Pelas mesmas razões de dom Luiz Flávio Cappio (bispo de Barra, na Bahia) e de uma centena de bispos. A transposição é para a elite rica e não vai matar a sede da difusa população nordestina do semi-árido. Vão fazêla para os projetos de exportação de frutas para a Europa, de caranguejos em cativeiro e para a irrigação da cana, além dos grandes centros urbanos. Existe uma alternativa elaborada pela Agência Nacional de Águas, muito mais barata, com recursos locais. É basicamente água de chuva, com o aproveitamento do subsolo e, sobretudo, agenciamento das águas. As águas acumuladas em açudes evaporam sem um serviço de distribuição para quem precisa delas. É três vezes mais barato do que este projeto faraônico que não beneficia a população. Esse negócio de dizer que vai para 12 milhões não é verdade. Vai é para a elite. O outro, mais simples, poderia beneficiar 44 milhões.

E por que o governo não optaria por este projeto alternativo?

Ele foi abafado pelo próprio governo. No semi-árido brasileiro chove muito mais do que em outros semiáridos. Na Espanha, há uma área semelhante em que o pessoal vive bem porque a água foi racionalizada, com um sistema de atendimento adequado à população. Aqui a cultura é do desperdício de água, mesmo no Nordeste. Quando se fala em retomada do serviço da água, é na mesma linha da indústria da seca, que canaliza o dinheiro para a elite.

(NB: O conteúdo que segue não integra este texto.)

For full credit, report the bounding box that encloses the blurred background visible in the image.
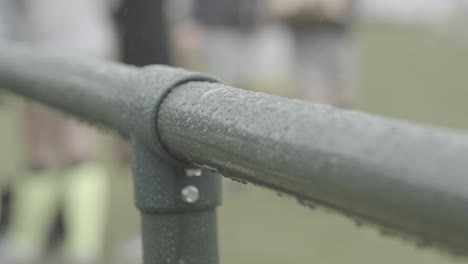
[0,0,468,264]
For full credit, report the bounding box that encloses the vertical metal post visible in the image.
[132,140,221,264]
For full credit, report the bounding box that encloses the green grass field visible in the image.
[0,25,468,264]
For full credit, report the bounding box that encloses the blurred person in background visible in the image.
[175,0,353,106]
[0,0,116,263]
[174,0,291,96]
[266,0,354,107]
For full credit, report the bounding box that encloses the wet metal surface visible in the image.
[0,46,468,256]
[158,83,468,254]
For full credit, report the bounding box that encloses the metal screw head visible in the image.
[185,168,202,177]
[181,185,200,203]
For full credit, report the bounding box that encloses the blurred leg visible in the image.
[1,106,60,259]
[64,162,109,263]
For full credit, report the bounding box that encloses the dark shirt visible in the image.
[193,0,259,30]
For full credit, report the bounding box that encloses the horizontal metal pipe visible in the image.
[158,82,468,254]
[0,44,138,132]
[0,47,468,254]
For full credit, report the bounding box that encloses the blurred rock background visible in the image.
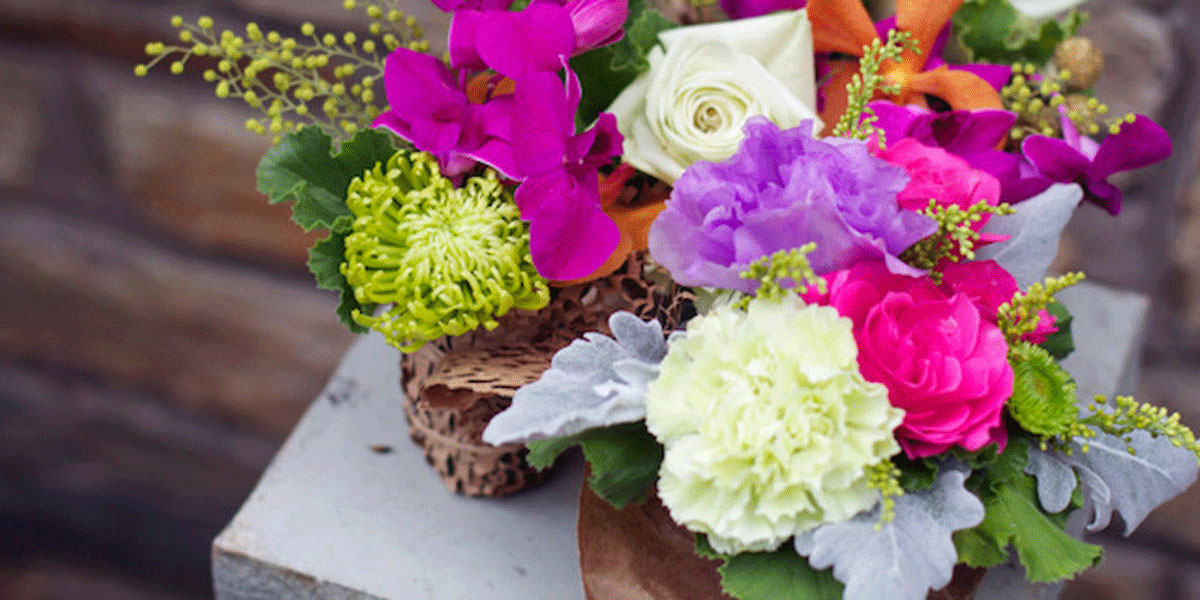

Exportação e agronegócio não geram empregos para os nordestinos?

Todo projeto gera emprego, mas estamos falando de água. Uma coisa é aumentar um bolo para depois, quem sabe, dividi-lo. Outra é levar a água diretamente à população que dela precisa. A água da transposição seria excessivamente cara, bombeada a 300 metros de altura para alimentar três Estados. Seria a água mais cara do mundo.

O governo Lula reduziu o conflito no campo?

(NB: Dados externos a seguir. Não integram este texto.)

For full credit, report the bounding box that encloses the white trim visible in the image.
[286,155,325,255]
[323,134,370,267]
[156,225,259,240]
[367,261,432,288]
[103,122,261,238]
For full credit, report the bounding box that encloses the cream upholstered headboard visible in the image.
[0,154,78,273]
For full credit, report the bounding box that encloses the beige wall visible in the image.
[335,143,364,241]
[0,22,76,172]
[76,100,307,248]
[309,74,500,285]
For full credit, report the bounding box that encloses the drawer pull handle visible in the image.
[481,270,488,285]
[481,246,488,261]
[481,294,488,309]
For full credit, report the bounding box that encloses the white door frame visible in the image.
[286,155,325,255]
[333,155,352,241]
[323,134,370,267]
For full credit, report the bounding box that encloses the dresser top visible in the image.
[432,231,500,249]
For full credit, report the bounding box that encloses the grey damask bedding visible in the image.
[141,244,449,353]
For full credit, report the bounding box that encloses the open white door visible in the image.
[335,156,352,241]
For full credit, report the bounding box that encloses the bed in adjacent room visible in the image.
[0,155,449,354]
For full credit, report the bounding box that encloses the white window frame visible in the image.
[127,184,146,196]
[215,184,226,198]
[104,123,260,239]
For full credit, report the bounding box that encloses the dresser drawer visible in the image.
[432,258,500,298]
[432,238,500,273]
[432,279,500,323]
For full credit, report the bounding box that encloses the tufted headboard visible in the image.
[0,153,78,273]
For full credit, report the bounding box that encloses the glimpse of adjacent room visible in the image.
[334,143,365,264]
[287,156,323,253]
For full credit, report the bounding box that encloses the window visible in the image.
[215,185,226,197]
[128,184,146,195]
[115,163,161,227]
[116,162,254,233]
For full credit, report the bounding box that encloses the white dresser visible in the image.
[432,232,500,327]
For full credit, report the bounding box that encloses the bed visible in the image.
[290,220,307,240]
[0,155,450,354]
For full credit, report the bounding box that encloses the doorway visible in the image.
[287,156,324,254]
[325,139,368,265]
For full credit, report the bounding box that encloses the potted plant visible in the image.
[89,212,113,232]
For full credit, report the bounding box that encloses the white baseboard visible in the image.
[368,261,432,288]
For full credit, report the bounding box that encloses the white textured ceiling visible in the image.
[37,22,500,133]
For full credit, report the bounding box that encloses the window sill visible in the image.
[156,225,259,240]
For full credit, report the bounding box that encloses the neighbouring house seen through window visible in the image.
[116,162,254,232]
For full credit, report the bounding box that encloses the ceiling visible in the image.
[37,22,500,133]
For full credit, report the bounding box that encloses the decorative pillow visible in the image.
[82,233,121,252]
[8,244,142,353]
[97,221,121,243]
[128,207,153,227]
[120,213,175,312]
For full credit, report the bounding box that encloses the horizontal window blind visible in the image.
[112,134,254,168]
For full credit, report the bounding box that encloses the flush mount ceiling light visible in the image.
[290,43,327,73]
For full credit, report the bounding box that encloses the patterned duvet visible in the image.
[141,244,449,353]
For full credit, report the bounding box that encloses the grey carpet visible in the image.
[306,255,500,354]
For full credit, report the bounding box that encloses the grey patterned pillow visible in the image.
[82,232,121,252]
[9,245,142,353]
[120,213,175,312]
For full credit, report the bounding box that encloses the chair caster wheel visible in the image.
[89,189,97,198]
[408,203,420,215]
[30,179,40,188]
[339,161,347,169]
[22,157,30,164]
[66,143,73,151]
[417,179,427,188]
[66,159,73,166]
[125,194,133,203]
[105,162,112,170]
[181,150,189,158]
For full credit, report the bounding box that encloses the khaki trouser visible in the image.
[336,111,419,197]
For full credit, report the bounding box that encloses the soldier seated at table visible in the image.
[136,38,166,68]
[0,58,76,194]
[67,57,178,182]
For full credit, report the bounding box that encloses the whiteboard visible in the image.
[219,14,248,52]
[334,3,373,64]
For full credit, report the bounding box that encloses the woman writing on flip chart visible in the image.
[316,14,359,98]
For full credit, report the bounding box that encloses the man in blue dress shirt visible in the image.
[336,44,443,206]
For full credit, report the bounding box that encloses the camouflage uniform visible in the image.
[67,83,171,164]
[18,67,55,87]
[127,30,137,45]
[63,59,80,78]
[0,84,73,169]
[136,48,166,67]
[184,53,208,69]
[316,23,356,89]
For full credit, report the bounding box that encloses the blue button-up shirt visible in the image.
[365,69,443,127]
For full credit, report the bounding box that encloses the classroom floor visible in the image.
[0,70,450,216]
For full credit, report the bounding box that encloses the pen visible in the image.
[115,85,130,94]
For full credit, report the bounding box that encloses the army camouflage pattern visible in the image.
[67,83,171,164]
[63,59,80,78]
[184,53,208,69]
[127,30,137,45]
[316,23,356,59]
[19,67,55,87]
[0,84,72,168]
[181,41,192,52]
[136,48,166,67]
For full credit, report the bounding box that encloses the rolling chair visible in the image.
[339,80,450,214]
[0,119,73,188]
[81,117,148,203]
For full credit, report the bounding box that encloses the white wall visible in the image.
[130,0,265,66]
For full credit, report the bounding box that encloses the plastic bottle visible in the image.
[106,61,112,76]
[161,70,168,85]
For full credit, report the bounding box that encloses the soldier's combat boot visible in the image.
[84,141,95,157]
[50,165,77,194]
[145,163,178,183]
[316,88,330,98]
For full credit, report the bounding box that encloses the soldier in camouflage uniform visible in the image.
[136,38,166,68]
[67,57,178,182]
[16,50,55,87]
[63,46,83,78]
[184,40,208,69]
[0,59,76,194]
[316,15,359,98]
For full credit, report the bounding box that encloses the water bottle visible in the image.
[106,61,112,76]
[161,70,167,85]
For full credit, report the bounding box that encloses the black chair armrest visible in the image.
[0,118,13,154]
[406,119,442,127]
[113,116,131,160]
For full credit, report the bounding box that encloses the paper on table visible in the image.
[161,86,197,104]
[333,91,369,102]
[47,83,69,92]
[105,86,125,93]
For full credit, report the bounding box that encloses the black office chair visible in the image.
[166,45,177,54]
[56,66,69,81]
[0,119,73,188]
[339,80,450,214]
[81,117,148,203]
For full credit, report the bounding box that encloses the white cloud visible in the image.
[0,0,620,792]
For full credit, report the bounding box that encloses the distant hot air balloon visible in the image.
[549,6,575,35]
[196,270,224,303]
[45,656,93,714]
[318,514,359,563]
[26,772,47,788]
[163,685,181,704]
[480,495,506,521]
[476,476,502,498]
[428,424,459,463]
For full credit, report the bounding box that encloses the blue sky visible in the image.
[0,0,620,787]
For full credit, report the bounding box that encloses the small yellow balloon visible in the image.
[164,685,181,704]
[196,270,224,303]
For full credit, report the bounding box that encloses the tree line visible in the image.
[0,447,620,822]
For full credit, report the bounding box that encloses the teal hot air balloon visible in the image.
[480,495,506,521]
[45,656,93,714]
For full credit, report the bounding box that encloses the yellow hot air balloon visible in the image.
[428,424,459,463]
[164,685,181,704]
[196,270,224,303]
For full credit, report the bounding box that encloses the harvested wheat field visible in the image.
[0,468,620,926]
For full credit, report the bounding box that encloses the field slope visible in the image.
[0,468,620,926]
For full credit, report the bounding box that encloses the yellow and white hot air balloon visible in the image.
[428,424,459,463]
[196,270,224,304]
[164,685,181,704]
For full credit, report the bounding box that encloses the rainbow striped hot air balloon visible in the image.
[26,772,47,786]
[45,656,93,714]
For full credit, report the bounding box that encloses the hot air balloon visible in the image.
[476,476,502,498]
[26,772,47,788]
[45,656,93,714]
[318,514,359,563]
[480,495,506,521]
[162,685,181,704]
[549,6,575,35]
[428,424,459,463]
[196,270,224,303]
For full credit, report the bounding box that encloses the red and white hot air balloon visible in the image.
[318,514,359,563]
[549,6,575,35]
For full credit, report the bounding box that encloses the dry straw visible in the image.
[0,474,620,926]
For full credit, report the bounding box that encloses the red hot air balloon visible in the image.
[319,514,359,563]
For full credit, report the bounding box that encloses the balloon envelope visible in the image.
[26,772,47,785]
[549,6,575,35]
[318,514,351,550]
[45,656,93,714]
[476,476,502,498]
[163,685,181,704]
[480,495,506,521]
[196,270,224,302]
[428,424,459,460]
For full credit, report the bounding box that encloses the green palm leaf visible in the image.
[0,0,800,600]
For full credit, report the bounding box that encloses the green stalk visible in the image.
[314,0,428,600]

O conflito continua intenso, sobretudo no Norte. No Pará, o resultado do projeto Paz no Campo, da governadora Ana Júlia Carepa (PT), foi a prisão de 200 lavradores em 2007, com violência policial muito forte. Foi um desarmamento dos lavradores pedido pelos fazendeiros, que queriam vacinar seu gado e eram atrapalhados pelas ocupações. O governo pôs a polícia para apoiar os fazendeiros. O lavrador é visto como bandido. Coincidentemente, em uma dessas batidas a polícia encontrou um arsenal de guerra de um fazendeiro. Isso acaba dando em guerra.

O governo não diminuiu o índice de mortes nos conflitos?

Diminuiu um pouco, mas há uma tensão crescente, sobretudo no Pará, pelo fato de o Incra estar criando assentamentos em terras públicas distantes, insalubres, com malária, em florestas primárias. Isso não é futuro para a reforma agrária, pois acaba beneficiando as madeireiras e contrariando a vida dos ribeirinhos. Interessante é que, em vez de desapropriar áreas próximas aos centros de consumo e escolas, hospitais, o governo faz a reforma agrária no sentido da deportação para longe. É a reforma agrária como deportação. Isso gera tensão e perpetua o trabalho escravo.

O agronegócio mecanizado, no mundo todo, é um importante gerador de divisas. No Brasil é diferente?

Ele toma a terra que poderia ser da reforma agrária para produzir etanol, para exportar. É um retrocesso, uma volta ao sistema colonial de exportação.

Mesmo que o etanol reduza a poluição, o saldo da cultura da cana é negativo?

No sentido da terra, é negativa a chamada “energia limpa”. A Via Campesina diz que ela é limpa do cano de descarga do carro para fora. Até chegar lá, é tão suja que inclui até trabalho escravo. Retira a terra de quem precisa dela para viver. E agride o meio ambiente transformando a mata em monocultura. O cerrado, que equilibra o planeta e é a caixa-d”água das nossas bacias hidrográficas, está sendo transformado na monocultura de eucalipto, cana, soja ou algodão. O etnol compensa para o mercado do Primeiro Mundo, que está precisando de energia para seus motores, mas de nós ele tira a chance de solucionar nossos problemas. O agronegócio tem um valor importante, mas não pode ser prioridade da política pública para o campo.